2. The Lower Village or Lower Whistler :
The Lower Whistler is where lies The Whistler Village. A lot of lodges, and some really luxurious ones are to be found in this area. All the sightseeing, shopping and the activities are located in the Whistler Village. It also includes a lot of really good cafes, restaurants, bars and clubs. It basically is the place to be for tourists. There’s Gondola rides to the mountains, ziptreks, bike rides, quad bikes, skiing, snowboarding, cycling on the mountains and terrains, etc.
Peak 2 Peak Gondola
The best and a must do activity here is the Gondola ride which further connects to the Peak2Peak Gondola. How it works is you take a gondola ride from ground level to the peak and then you walk to a separate station and take a second Gondola from that peak.
Fun Fact : The Peak2Peak Gondola is 4.4 kms in length, supported by just 4 pillars that are to the very ends. There are no columns or pillars in between whatsoever. The views are absolutely incredible and if you have time, wait for a car that has a transparent glass floor. Those circulate every 30 minutes.
At the peak, loop-hiking trails introduce the alpine terrain. There is also a tea hut for warm ups, as the temperatures can be cooler at higher elevations. In winter, skiers and snowboarders make use of the Peak 2 Peak gondola to hop between runs on Blackcomb and Whistler.
Mountain Biking & Other Sports in Whistler
Mountain biking is certainly the most popular summer sport in Whistler Village, and visitors will see legions of armor-clad bikers heading up the slopes by chairlift to Whistler Mountain Bike Park. But the region offers many other adrenaline-fuelled activities, too. Ziplining is one of the most thrilling, and zipliners do reach highway speeds while flying across forested valleys.
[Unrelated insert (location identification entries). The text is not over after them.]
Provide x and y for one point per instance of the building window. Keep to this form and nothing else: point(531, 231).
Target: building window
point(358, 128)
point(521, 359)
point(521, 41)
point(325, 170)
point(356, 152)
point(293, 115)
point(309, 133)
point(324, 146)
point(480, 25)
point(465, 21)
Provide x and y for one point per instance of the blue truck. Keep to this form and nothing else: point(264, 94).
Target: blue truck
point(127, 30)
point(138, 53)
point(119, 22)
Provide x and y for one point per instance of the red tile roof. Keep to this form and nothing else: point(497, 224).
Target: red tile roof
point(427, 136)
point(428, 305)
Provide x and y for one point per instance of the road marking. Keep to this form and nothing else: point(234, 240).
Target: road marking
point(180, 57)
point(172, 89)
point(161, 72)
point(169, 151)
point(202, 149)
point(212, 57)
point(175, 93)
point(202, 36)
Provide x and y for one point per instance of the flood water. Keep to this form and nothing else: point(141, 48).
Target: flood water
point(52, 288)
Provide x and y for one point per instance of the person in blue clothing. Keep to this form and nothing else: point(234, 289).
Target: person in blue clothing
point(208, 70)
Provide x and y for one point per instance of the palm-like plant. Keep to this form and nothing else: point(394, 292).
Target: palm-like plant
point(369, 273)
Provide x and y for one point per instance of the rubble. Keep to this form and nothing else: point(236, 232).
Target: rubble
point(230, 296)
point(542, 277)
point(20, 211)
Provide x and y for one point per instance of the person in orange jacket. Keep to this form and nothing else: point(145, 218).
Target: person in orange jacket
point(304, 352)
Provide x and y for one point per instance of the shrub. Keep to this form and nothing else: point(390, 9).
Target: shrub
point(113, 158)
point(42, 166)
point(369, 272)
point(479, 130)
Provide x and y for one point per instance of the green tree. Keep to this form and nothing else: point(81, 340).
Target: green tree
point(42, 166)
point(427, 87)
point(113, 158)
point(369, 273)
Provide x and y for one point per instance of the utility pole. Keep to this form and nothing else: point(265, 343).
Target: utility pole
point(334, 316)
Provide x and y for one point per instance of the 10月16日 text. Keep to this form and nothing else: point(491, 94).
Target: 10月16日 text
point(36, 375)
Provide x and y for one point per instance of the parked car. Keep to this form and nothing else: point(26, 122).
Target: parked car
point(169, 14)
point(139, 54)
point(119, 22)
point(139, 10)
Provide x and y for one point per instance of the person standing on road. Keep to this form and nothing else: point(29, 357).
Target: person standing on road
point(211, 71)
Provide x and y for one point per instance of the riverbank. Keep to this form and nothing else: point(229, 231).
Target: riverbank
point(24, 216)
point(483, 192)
Another high-speed option is at the Whistler Sliding Centre bobsleigh and skeleton track. Built for the Olympics, the center is also open for self-guided tours. More local thrills are available in the form of bungee jumping above the Cheakamus River, ripping along logging trails on off-road vehicles, and rafting the high waters of the spring freshet.
Hiking & Climbing
British Columbia is renowned for its many hiking trails, and Whistler is no different. Trails range from easy nature walks around Lost Lake to elevation-intense mountain climbs. A well-traveled network of hikes radiates from the lookouts atop Whistler Mountain. Gondolas take hikers above the tree line, where the trails are especially lovely during alpine wildflower season.